23
April
2018
|
09:59
Europe/Amsterdam

Where should you study abroad?

Study+abroad

From eating croissants in Paris to celebrating carnival in Rio de Janeiro, studying abroad can be the ultimate adventure. It's the chance to explore a different culture, make new friends, and enjoy a truly international experience—but how do you choose where to go when there are so many amazing options? 

Before you start packing your passport and imagining all those envy-inducing social media posts, have a think about what your study abroad could potentially do for you and your future career. Have a look online for universities renowned for teaching and research for the subject you want to study. Universities tend to have lists of the classes available on their websites so you can see exactly what would be available to you if you were to go there. 

Remember to talk to your university about possible funding opportunities for different countries and schemes. Some countries and universities offer generous funding or bursaries for study abroad students, and in Europe, the Erasmus program helps support many students realize their dreams of a foreign study experience for free. Aside from considering the general cost of living (much higher in places like Australia and the USA than many Central European, Latin American, and Asian countries), take into account the potential for a part-time job in your chosen location, with big cities usually offering more local working opportunities than small towns. 

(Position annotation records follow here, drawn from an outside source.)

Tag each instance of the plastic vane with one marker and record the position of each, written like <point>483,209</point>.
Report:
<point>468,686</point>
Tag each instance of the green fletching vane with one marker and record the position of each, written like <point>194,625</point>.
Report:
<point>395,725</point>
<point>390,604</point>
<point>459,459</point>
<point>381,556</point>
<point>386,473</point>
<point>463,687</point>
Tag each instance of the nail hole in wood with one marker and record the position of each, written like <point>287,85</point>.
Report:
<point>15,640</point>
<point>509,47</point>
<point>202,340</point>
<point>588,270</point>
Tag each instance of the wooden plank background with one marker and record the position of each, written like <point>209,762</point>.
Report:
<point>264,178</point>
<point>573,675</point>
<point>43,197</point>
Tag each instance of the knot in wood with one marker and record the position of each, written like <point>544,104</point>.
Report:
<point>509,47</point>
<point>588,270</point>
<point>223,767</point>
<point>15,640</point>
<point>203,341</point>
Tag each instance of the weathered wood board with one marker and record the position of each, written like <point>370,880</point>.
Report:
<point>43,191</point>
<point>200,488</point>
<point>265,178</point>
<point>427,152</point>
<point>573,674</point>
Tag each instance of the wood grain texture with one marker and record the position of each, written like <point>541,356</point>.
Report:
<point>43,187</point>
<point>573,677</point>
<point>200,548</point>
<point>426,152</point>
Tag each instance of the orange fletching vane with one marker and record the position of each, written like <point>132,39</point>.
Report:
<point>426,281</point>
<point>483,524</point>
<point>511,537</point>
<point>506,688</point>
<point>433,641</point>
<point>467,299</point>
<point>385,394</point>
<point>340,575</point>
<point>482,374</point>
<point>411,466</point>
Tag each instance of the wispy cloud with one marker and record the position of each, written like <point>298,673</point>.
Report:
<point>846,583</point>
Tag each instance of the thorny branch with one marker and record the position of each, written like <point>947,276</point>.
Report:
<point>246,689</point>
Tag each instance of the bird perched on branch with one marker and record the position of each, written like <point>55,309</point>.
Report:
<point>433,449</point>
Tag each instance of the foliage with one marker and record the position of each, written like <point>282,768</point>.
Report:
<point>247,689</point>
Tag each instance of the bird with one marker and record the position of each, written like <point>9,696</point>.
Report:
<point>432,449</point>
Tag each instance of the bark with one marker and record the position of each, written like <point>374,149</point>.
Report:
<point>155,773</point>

It’s also essential to consider your motivations for going abroad—do you want to learn a language, improve a skill, or experience a totally different way of living? For some, a relaxed beach lifestyle in San Sebastian might be the ultimate goal, while for others an exciting semester of exotic foods, language classes, and modern living in Tokyo could be the ideal experience. Distance from home and friends is also a factor for many international students, and don’t forget to consider things like traveling while you're there—for example, Europe is better located for affordably exploring other countries than Australia. You need to take full advantage of this once in a lifetime experience!

Once you've decided where to go, don't forget to sort out any documents you might need such as photocopies of your ID, your travel insurance details and health history. You should also make sure you have plenty of time left before your passport expires to avoid a last-minute (and possibly very pricey!) trip home to renew it. Have you considered visa requirements for different countries? If you have a passport from certain countries outside of the EU and you're going to study in the Schengen area, you may need to apply for a Schengen visa. You can easily check if you need to apply on the Europ Assistance website.

So where will you be applying to study next year?